ARTIST Chantal Joffe has a fantasy of owning her own studio on the Hastings seafront, with a view of the waves crashing on the beach.

For now though the closest she can manage is sitting on the beach at low tide and painting the light.

“Those paintings are awful,” she laughs. “I just like sitting on the rocks and trying to paint. It’s the sheer incredible nature of the sea – I love getting off the train at St Leonards, walking down the hill and seeing the sea filling the horizon. England is so spoilt for the seaside – you almost stop noticing it, but it is everywhere.”

Rather than landscapes, Joffe’s focus has always been portraiture, usually of other women.

And this new exhibition at the Jerwood has been selected by Joffe and co-curator artist Rose Wylie from portraits she has painted by the sea.

“The sea is not always obvious,” she says of some of the images. “It just creeps in around the edges.

“I come down to Hastings and St Leonards every holiday and at weekends. I love painting children by the sea – I love the wildness and the way their hair blows.”

In recent years Joffe has moved away from portraits inspired by fashion magazine cuttings to focus on more personal work of herself, her family and her friends, usually working from photographs.

“When you paint people or your own family there is something very different than painting from magazines,” she says. “I felt the need to do that, somehow the ugliness and the realness talks to me. In a way it feels like I’m going backwards – when I started painting I only painted from life, and painted people I knew.

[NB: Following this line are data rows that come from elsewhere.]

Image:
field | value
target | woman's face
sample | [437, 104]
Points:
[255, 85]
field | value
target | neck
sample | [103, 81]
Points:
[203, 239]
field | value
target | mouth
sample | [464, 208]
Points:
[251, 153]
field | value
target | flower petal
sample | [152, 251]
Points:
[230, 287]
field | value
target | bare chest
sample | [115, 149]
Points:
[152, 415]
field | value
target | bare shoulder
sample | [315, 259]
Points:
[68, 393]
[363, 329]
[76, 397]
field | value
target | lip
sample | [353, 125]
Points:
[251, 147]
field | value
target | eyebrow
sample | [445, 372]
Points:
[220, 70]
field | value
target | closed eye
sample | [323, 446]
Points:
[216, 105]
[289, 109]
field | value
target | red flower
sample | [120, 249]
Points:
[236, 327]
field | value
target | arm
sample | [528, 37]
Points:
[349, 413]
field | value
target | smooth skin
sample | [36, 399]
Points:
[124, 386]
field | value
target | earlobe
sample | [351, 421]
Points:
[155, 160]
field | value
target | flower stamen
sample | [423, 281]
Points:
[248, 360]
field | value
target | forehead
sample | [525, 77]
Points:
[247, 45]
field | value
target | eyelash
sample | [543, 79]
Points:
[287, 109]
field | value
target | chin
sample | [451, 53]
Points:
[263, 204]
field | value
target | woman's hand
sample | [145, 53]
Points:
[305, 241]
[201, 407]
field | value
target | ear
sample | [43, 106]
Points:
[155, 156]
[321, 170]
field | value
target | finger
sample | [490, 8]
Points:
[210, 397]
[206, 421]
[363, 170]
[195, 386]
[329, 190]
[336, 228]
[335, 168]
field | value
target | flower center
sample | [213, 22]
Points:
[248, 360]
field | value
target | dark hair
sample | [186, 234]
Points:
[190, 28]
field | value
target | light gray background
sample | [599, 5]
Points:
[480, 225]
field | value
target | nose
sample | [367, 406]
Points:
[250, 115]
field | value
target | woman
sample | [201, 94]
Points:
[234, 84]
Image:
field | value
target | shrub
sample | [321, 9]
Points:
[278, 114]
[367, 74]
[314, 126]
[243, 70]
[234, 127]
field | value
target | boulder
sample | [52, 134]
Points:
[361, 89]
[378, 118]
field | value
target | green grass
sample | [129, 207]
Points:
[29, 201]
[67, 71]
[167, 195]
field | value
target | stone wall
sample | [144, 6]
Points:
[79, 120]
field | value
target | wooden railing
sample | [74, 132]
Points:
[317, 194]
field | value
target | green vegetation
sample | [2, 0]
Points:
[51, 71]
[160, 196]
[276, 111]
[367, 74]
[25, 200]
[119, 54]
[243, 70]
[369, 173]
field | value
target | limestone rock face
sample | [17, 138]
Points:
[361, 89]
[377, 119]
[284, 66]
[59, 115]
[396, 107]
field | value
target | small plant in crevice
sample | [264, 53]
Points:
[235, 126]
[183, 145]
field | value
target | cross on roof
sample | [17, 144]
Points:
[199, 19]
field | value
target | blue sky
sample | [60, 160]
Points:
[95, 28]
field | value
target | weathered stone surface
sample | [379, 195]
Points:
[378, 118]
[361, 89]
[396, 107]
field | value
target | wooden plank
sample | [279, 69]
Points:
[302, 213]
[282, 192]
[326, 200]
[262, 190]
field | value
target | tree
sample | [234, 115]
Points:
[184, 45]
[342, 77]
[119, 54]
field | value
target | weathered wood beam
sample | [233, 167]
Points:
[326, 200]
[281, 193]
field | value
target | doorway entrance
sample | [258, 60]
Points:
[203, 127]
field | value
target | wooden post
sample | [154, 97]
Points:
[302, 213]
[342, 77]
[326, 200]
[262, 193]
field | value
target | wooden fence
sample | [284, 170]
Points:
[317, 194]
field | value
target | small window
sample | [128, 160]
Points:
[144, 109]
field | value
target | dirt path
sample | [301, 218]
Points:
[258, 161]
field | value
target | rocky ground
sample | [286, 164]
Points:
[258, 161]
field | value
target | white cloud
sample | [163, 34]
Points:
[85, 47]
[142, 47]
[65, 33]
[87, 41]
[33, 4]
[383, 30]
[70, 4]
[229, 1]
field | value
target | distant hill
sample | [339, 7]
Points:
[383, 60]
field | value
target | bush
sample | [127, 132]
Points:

“My focus is getting narrower and narrower – I like making self-portraits. I don’t have to filter them and worry about how the subject feels. I can really go for it!”

One thing that hasn’t changed is the format of her paintings – which can vary wildly in size, from small canvases to giant three-metre tall works which require her to use scaffolding in the studio.

“I love to work big,” she says. “Some of the paintings in the exhibition are very large.

“I can’t seem to make the figures fit in a medium-sized painting.

“Working big is very physical – there is less control and it becomes more unexpected.

“It’s hard to think about how I paint when I’m not painting. I can’t think properly unless I’m doing it. When you’re really painting you lose yourself.”

Ahead of curating this Jerwood exhibition Joffe and Wylie have been painting pictures of each other.

“She did a brilliant drawing of me which I love,” says Joffe. “She hasn’t seen my painting of her. I loved her exhibition [Big Boys Sit In The Front which opened the Jerwood in March 2012]. It’s a real privilege to work with her.”

It’s only one of four exhibitions Joffe is putting together in 2015. Cheim And Read gallery in New York is hosting a selection of her self-portraits in May, and her work is also going on show at London’s National Portrait Gallery in June.

Her second New York exhibition, at the Jewish Museum in May, has been commissioned by curator Jens Hoffmann focusing on Jewish women in history.

“It’s only people whose work I know and get excited by,” says Joffe. “I’m painting Susan Sontag, Diane Arbus and Gertrude Stein – people I have an affinity with.

“Painting these women you imagine what it’s like to be in their head – it can be quite upsetting sometimes, especially with Diane Arbus [the photographer killed herself in 1971].

“What I like about painting is you can do what you want, you can play as many games as you like. Nobody can tell you you’re wrong or right.”